With Christmas and the New Year put to bed and families drawing lots as to which day would be best to take down the tree and decorations, there’s probably a few half- or quarter-bottles lying around that no one knows quite what to do with and which could be put to good use to finally wash down the sediment of the last year. That’s where this little recommendation comes in nicely with initially a small introduction to the history and types of cocktails and what spirits, cocktail shaker, blender, mixing glasses, lemon squeezers and tea-towels are best when making cocktails. There are also bartender’s tips (obviously, barman tips doesn’t sound the same ), why the quality of the ice is important, whether cocktails are best shaken a-la-James Bond or stirred by Seamus the local barman, and how easy it is to decorate a cocktail or make citrus spirals. There’s even advice on the ins and outs of hosting a cocktail party. And then it’s on to the best part, 170-odd pages of cocktails. Favourites include classics such as the Manhattan (whiskey, vermouth, ice and cherry ), Piña Colada (ice, rum, coconut cream, pineapple juice ) or a Crossbow (ice, gin, Crème de cacao, Cointreau, chocolate powder for decoration ). While it’s not in the same league as the more expensive Diffordsguide Cocktails, a bible for mixologists, this compilation is still an adequate collection, many of which are accompanied by glossy colourful pictures. Not surprisingly, many of the cocktails in all their finery sell themselves better than a bar-full of publicans, in what is essentially a ready-reckoner for any barman or wanabee who fancies himself as a connoisseur of cocktails.

On the wine shelf …

Philippe Michel 2008 Crémant du Jura (Aldi, €9.99 )

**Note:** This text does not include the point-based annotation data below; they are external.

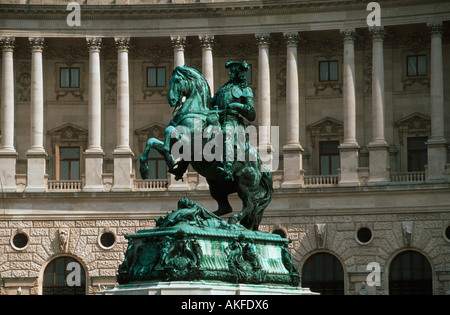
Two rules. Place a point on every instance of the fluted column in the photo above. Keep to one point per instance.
(436, 144)
(8, 154)
(178, 44)
(292, 150)
(122, 153)
(94, 153)
(378, 147)
(36, 155)
(265, 147)
(207, 42)
(349, 148)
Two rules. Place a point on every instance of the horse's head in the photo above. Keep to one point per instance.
(186, 82)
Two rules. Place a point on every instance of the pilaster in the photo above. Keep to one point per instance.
(123, 170)
(292, 150)
(436, 144)
(378, 147)
(349, 149)
(94, 154)
(36, 155)
(8, 154)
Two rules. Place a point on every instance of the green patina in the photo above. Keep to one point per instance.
(192, 243)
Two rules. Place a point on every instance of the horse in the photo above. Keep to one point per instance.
(190, 96)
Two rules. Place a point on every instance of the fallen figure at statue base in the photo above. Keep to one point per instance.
(191, 243)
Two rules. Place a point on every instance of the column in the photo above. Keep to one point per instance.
(8, 154)
(206, 42)
(292, 150)
(122, 153)
(263, 112)
(349, 148)
(378, 147)
(36, 155)
(178, 44)
(94, 153)
(436, 144)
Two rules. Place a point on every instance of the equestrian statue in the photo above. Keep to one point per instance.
(197, 113)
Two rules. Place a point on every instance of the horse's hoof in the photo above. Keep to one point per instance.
(221, 212)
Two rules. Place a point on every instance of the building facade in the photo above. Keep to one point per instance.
(362, 181)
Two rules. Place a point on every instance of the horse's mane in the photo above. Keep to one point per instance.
(196, 81)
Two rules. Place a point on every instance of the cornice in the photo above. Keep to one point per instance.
(197, 10)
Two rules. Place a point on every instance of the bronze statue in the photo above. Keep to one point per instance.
(194, 113)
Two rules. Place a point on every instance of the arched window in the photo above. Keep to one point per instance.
(410, 274)
(323, 273)
(64, 276)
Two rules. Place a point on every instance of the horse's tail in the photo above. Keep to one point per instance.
(252, 221)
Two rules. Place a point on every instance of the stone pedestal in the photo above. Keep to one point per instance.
(94, 171)
(203, 288)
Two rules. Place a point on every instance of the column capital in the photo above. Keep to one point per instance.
(37, 43)
(436, 29)
(348, 35)
(206, 41)
(178, 42)
(377, 33)
(94, 44)
(291, 39)
(7, 43)
(122, 43)
(263, 40)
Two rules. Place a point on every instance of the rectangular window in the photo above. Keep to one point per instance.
(156, 76)
(69, 77)
(69, 162)
(328, 70)
(417, 154)
(329, 157)
(156, 166)
(417, 65)
(248, 75)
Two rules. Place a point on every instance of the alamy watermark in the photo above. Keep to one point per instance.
(235, 144)
(74, 17)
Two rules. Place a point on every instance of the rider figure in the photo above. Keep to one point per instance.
(235, 100)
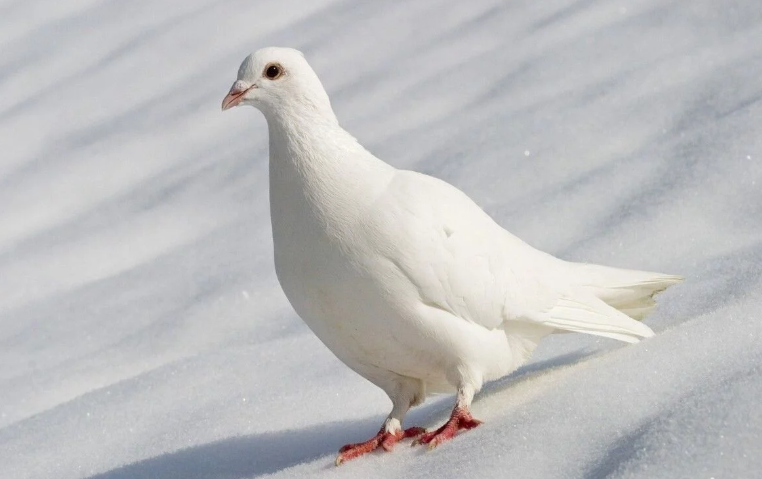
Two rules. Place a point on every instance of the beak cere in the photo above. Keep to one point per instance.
(236, 94)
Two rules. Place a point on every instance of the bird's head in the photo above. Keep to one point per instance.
(274, 79)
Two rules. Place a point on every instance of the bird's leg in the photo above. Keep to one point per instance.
(460, 418)
(389, 435)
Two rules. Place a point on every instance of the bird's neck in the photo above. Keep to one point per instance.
(317, 167)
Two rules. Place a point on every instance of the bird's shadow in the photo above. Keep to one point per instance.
(268, 452)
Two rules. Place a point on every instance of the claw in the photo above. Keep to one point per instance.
(459, 419)
(385, 440)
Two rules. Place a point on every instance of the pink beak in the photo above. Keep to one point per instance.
(236, 94)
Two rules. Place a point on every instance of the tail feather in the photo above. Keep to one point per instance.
(631, 292)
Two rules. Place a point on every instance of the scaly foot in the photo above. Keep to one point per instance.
(459, 419)
(384, 439)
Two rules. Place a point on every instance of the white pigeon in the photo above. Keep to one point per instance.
(402, 276)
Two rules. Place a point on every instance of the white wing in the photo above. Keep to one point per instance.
(461, 261)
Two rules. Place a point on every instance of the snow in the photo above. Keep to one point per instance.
(142, 330)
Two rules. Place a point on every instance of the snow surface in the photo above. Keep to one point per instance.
(142, 330)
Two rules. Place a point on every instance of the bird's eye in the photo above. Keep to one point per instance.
(273, 71)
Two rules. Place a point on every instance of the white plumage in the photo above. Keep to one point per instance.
(401, 275)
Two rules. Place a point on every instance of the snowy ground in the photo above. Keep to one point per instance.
(142, 330)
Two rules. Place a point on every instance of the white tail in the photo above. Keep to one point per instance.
(631, 292)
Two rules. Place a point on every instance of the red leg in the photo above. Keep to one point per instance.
(384, 439)
(459, 419)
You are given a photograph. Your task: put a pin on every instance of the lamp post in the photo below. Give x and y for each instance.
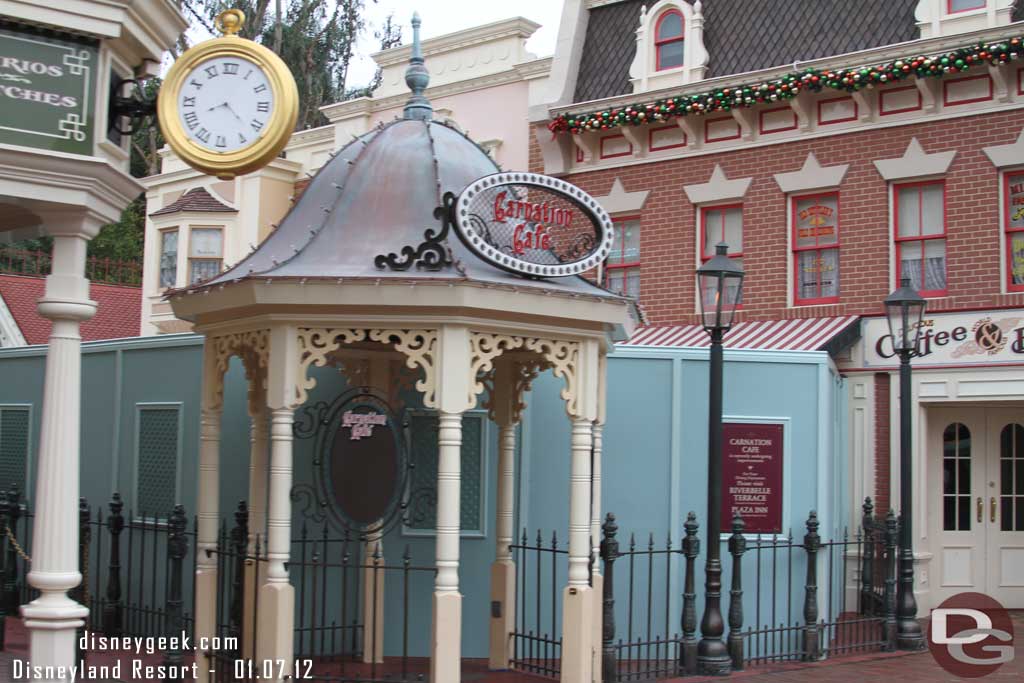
(904, 310)
(720, 282)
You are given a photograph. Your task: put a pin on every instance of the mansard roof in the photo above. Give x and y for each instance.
(742, 36)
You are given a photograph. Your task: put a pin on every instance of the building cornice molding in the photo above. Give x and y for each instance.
(915, 163)
(719, 188)
(812, 176)
(518, 26)
(1005, 156)
(86, 181)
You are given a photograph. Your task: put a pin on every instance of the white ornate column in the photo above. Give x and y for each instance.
(207, 504)
(504, 404)
(276, 596)
(373, 577)
(53, 616)
(578, 610)
(255, 575)
(454, 392)
(597, 580)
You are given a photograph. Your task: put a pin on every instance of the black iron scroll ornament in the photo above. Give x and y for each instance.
(431, 254)
(372, 505)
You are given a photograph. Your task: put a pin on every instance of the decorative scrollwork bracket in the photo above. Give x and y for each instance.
(433, 253)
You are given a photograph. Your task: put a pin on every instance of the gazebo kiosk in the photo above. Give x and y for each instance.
(363, 264)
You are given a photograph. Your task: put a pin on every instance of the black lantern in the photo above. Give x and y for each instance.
(904, 308)
(721, 284)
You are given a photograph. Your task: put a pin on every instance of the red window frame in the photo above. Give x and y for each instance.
(922, 239)
(658, 42)
(617, 223)
(816, 247)
(1010, 230)
(949, 7)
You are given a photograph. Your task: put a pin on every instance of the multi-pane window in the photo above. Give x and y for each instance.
(669, 40)
(168, 258)
(1015, 232)
(1012, 477)
(815, 248)
(14, 426)
(422, 495)
(157, 460)
(205, 253)
(956, 478)
(622, 272)
(964, 5)
(921, 236)
(723, 223)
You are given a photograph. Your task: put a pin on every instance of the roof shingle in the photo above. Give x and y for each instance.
(197, 199)
(118, 313)
(744, 35)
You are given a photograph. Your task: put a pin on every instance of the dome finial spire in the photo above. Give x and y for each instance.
(417, 78)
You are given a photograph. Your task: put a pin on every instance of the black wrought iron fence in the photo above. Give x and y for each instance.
(541, 572)
(341, 604)
(809, 598)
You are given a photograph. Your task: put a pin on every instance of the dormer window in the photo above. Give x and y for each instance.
(669, 40)
(965, 5)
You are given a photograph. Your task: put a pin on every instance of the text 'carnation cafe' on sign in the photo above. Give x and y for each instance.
(532, 224)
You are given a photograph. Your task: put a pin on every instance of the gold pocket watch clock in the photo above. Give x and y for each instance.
(227, 105)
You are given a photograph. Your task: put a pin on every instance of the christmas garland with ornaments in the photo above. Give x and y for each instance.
(788, 86)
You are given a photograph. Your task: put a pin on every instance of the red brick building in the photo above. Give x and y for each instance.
(836, 147)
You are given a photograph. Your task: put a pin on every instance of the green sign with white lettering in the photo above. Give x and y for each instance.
(47, 92)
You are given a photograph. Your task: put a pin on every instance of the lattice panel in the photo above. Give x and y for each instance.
(158, 461)
(13, 446)
(424, 476)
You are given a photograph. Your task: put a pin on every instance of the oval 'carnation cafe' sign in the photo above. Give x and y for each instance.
(532, 224)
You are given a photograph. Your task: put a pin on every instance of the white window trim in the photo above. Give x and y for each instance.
(139, 408)
(485, 451)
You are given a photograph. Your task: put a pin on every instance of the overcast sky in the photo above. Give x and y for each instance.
(441, 16)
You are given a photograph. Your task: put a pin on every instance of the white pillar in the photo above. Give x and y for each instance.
(503, 568)
(276, 597)
(53, 616)
(207, 505)
(445, 654)
(578, 612)
(255, 573)
(597, 581)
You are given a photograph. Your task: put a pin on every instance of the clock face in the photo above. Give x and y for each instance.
(224, 102)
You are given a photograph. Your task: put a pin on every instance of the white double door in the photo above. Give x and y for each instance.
(976, 502)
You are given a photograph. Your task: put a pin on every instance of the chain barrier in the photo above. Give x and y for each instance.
(15, 544)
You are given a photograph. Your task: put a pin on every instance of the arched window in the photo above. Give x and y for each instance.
(669, 40)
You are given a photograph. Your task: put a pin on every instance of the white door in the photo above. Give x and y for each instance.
(955, 451)
(1005, 506)
(977, 504)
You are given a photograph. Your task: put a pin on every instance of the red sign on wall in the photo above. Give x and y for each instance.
(752, 476)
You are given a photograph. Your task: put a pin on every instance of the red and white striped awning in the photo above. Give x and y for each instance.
(805, 334)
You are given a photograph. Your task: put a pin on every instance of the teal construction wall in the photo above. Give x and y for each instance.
(654, 464)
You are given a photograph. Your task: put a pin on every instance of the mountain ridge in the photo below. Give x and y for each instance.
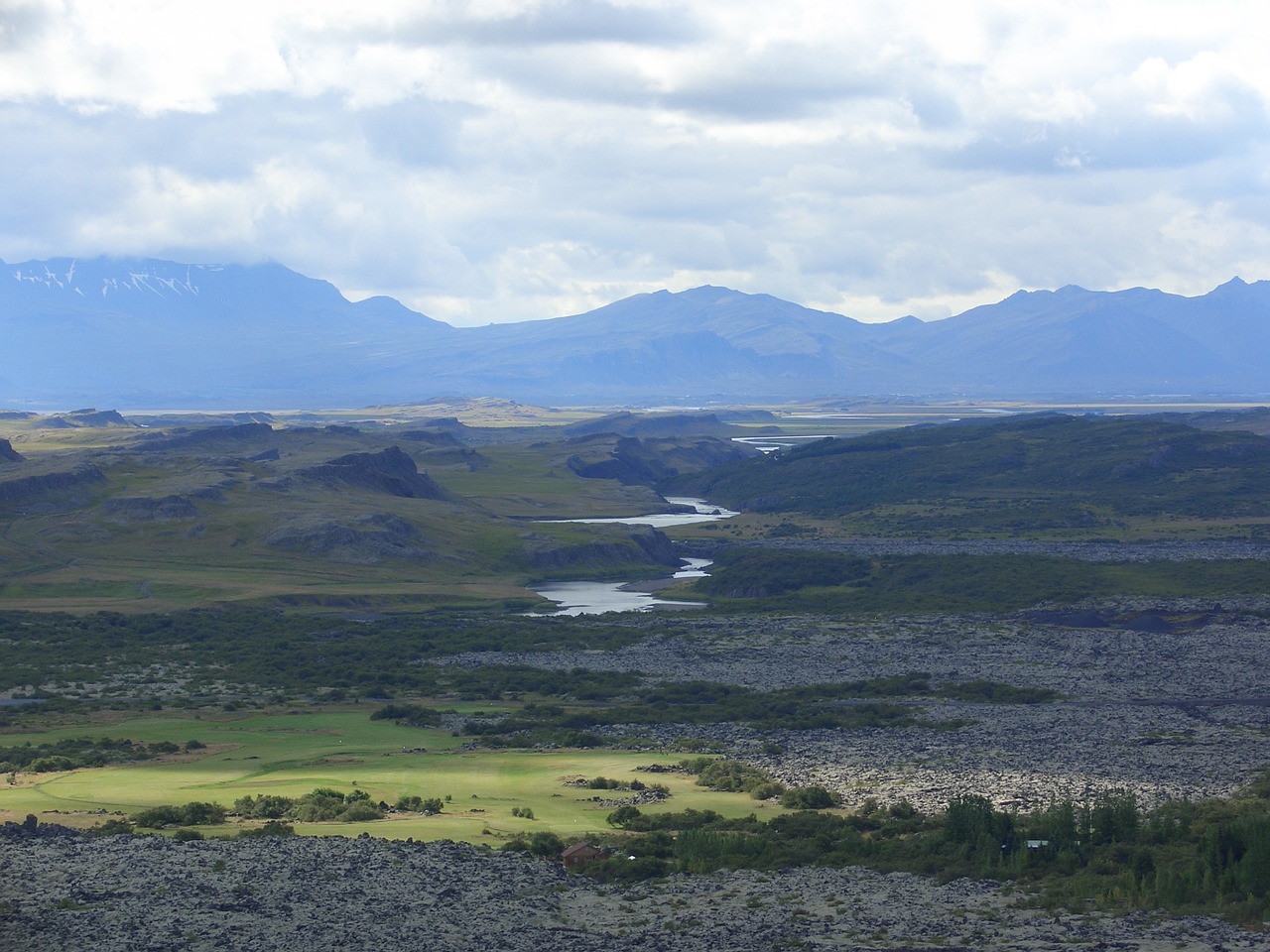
(145, 333)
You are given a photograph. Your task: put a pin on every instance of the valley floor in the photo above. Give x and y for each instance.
(64, 892)
(1167, 698)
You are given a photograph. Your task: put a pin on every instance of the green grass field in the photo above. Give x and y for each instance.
(291, 754)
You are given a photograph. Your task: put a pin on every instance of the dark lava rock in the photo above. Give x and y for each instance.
(148, 509)
(8, 453)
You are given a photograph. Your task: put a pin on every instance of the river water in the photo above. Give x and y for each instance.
(599, 597)
(703, 512)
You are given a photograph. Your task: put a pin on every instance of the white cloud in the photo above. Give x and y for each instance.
(512, 159)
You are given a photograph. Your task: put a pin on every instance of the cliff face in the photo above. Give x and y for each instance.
(365, 540)
(642, 546)
(389, 471)
(31, 488)
(8, 453)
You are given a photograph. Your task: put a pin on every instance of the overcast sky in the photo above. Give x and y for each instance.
(493, 160)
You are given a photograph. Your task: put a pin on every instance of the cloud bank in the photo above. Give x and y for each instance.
(500, 160)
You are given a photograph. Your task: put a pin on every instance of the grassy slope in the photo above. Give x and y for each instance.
(294, 753)
(72, 556)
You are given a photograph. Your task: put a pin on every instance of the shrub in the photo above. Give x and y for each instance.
(808, 798)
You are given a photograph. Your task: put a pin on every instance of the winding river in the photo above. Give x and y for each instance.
(599, 597)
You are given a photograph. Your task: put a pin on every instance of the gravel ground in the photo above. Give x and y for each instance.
(64, 892)
(1166, 698)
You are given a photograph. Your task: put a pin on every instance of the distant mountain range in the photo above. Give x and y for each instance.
(151, 334)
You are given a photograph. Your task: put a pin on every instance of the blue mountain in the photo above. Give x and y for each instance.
(141, 333)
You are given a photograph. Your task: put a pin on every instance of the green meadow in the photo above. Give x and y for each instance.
(294, 753)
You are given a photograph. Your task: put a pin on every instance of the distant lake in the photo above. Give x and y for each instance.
(599, 597)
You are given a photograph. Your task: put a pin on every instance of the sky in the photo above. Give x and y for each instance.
(503, 160)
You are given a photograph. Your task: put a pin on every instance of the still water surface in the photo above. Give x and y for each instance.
(599, 597)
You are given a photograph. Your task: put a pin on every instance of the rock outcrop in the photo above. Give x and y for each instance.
(390, 471)
(50, 484)
(366, 540)
(148, 509)
(208, 436)
(642, 546)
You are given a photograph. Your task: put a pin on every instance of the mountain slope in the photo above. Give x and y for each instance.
(154, 334)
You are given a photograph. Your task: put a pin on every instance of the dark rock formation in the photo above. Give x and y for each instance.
(642, 546)
(389, 471)
(30, 488)
(634, 461)
(149, 509)
(366, 540)
(8, 453)
(208, 436)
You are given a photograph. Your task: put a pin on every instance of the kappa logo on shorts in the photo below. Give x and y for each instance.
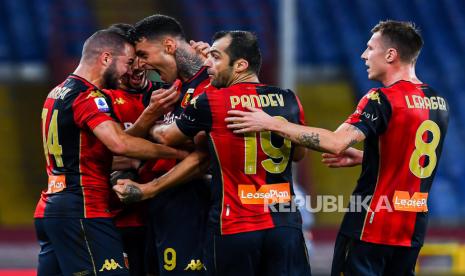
(110, 265)
(195, 265)
(56, 183)
(194, 102)
(81, 273)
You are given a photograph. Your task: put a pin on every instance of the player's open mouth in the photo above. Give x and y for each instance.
(138, 75)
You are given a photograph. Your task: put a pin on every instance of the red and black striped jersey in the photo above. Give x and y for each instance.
(250, 171)
(187, 90)
(405, 125)
(128, 105)
(78, 163)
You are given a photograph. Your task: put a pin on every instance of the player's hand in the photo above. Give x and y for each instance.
(163, 100)
(123, 174)
(201, 48)
(129, 191)
(182, 153)
(349, 158)
(254, 120)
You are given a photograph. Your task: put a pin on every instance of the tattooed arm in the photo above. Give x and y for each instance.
(311, 137)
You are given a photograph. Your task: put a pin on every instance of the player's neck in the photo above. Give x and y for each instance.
(246, 77)
(90, 74)
(188, 62)
(404, 72)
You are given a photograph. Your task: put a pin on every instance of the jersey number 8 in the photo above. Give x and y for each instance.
(425, 148)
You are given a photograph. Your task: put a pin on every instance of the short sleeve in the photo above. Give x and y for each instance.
(91, 108)
(372, 114)
(196, 117)
(301, 112)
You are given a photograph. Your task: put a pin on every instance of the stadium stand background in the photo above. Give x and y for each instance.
(41, 40)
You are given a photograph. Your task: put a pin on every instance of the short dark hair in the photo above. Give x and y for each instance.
(123, 29)
(403, 36)
(104, 40)
(156, 26)
(244, 45)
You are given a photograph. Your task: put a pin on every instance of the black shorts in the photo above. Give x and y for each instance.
(178, 221)
(134, 244)
(355, 257)
(73, 246)
(276, 251)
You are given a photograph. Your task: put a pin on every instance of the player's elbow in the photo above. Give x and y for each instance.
(159, 135)
(338, 148)
(119, 146)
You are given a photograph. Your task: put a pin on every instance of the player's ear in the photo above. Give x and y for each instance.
(105, 58)
(241, 65)
(391, 55)
(169, 44)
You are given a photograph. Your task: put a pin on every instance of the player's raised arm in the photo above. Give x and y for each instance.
(117, 141)
(193, 166)
(311, 137)
(161, 102)
(349, 158)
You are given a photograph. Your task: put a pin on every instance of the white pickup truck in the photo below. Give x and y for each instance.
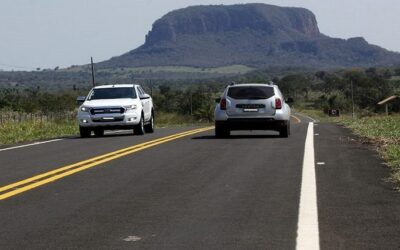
(111, 107)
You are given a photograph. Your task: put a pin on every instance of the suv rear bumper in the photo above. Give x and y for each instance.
(252, 124)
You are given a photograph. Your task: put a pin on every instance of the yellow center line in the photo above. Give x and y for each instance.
(296, 118)
(62, 172)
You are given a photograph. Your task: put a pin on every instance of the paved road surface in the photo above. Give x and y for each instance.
(193, 191)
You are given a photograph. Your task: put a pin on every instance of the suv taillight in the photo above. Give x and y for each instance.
(222, 104)
(278, 103)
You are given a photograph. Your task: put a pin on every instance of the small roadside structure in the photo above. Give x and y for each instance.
(386, 102)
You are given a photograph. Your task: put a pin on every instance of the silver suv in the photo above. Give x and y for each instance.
(252, 106)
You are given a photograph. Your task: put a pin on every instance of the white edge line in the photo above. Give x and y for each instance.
(30, 145)
(307, 227)
(306, 116)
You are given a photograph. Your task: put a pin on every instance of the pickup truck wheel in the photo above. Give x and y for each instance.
(139, 129)
(84, 132)
(285, 131)
(222, 131)
(149, 128)
(99, 132)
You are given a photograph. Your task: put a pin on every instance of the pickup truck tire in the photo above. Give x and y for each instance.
(285, 131)
(99, 132)
(149, 128)
(222, 131)
(139, 129)
(84, 132)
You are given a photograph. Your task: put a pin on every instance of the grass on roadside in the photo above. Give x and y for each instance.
(12, 132)
(382, 131)
(24, 131)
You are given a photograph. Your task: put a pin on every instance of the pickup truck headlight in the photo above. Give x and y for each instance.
(84, 109)
(130, 107)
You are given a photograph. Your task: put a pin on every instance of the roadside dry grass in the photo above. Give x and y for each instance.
(381, 131)
(12, 132)
(24, 131)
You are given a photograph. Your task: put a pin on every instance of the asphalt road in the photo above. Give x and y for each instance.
(193, 191)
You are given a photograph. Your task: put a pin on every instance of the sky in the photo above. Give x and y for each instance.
(50, 33)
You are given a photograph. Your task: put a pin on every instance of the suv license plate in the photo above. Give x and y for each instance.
(250, 110)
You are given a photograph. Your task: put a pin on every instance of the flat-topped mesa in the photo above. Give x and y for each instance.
(263, 18)
(254, 35)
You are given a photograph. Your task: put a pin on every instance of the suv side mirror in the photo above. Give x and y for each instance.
(80, 99)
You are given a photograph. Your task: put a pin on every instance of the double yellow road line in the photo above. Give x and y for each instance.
(56, 174)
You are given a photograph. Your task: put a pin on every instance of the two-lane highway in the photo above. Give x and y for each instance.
(176, 189)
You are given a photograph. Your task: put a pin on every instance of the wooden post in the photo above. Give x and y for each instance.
(387, 109)
(91, 61)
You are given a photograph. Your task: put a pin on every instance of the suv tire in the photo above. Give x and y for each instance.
(222, 131)
(99, 132)
(285, 130)
(84, 132)
(139, 129)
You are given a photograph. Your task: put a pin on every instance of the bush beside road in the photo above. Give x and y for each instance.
(381, 131)
(19, 128)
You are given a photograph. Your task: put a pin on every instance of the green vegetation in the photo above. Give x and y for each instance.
(33, 130)
(381, 131)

Looking to prolong the festive season beyond Little Christmas, this froth of bubbles is a bottle fermentation surprise that gives far more than you would expect at this price. Slightly shy but clean on the nose, it is coquettish in an apple and pear-lemon sort of way on the palate, displaying layers of juicy citrusy fruit without a noticeable kick of alcohol (although it is 12 per cent ), the finish lingering beyond expectation. Fill your boots people, fill your boots.

Mont Gras Quatro 2009 (SuperValu, €12.99 )

From Colchagua in the Central Valley this is a blend of Cabernet Sauvignon, Merlot, Carmenère and Malbec married together with ripe serious blackberry notes on the nose mingling with vanilla, cedar and spice. On the palate the flavours are just as rich and the finish, while lacking a little oomph, is just as rewarding at the price.